Tufts University School of Medicine, Boston, Massachusetts, USA.
PLoS Negl Trop Dis. 2010 Dec 14;4(12):e918. doi: 10.1371/journal.pntd.0000918.
Leptospirosis is a widespread zoonotic infection that primarily affects residents of tropical regions, but causes infections in animals and humans in temperate regions as well. The agents of leptospirosis comprise several members of the genus Leptospira, which also includes non-pathogenic, saprophytic species. Leptospirosis can vary in severity from a mild, non-specific illness to severe disease that includes multi-organ failure and widespread endothelial damage and hemorrhage. To begin to investigate how pathogenic leptospires affect endothelial cells, we compared the responses of two endothelial cell lines to infection by pathogenic versus non-pathogenic leptospires. Microarray analyses suggested that pathogenic L. interrogans and non-pathogenic L. biflexa triggered changes in expression of genes whose products are involved in cellular architecture and interactions with the matrix, but that the changes were in opposite directions, with infection by L. biflexa primarily predicted to increase or maintain cell layer integrity, while L. interrogans lead primarily to changes predicted to disrupt cell layer integrity. Neither bacterial strain caused necrosis or apoptosis of the cells even after prolonged incubation. The pathogenic L. interrogans, however, did result in significant disruption of endothelial cell layers as assessed by microscopy and the ability of the bacteria to cross the cell layers. This disruption of endothelial layer integrity was abrogated by addition of the endothelial protective drug lisinopril at physiologically relevant concentrations. These results suggest that, through adhesion of L. interrogans to endothelial cells, the bacteria may disrupt endothelial barrier function, promoting dissemination of the bacteria and contributing to severe disease manifestations. In addition, supplementing antibiotic therapy with lisinopril or derivatives with endothelial protective activities may decrease the severity of leptospirosis.

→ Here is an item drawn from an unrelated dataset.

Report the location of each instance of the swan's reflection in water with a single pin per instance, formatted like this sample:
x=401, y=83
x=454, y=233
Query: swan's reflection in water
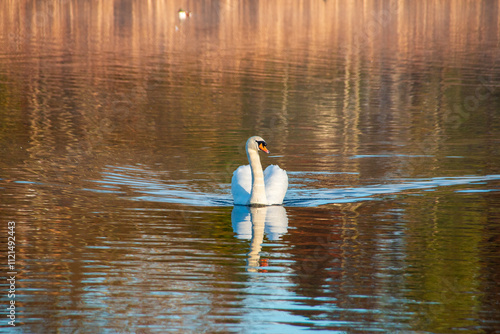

钩端螺旋体病是一种广泛存在的人畜共患传染病,主要影响热带地区的居民,但也会在温带地区的动物和人类中引起感染。钩端螺旋体病的病原体包括几个钩端螺旋体属的成员,其中也包括非致病性的腐生种。钩端螺旋体病的严重程度可从轻度、非特异性疾病到严重疾病不等,严重疾病包括多器官衰竭和广泛的内皮损伤和出血。为了开始研究致病性钩端螺旋体如何影响内皮细胞,我们比较了两种内皮细胞系对致病性和非致病性钩端螺旋体感染的反应。微阵列分析表明,致病性的问号钩端螺旋体和非致病性的双曲钩端螺旋体触发了其产物参与细胞结构和与基质相互作用的基因表达的变化,但变化方向相反,双曲钩端螺旋体感染主要预测会增加或维持细胞层的完整性,而问号钩端螺旋体主要导致预测会破坏细胞层完整性的变化。即使经过长时间孵育,两种细菌株都没有导致细胞坏死或凋亡。然而,致病性的问号钩端螺旋体确实导致了内皮细胞层的显著破坏,这可以通过显微镜观察和细菌穿过细胞层的能力来评估。用生理相关浓度的内皮保护药物赖诺普利添加可消除内皮层完整性的破坏。这些结果表明,通过问号钩端螺旋体与内皮细胞的粘附,细菌可能破坏内皮屏障功能,促进细菌的传播,并导致严重的疾病表现。此外,在用赖诺普利或具有内皮保护活性的衍生物补充抗生素治疗时,可能会降低钩端螺旋体病的严重程度。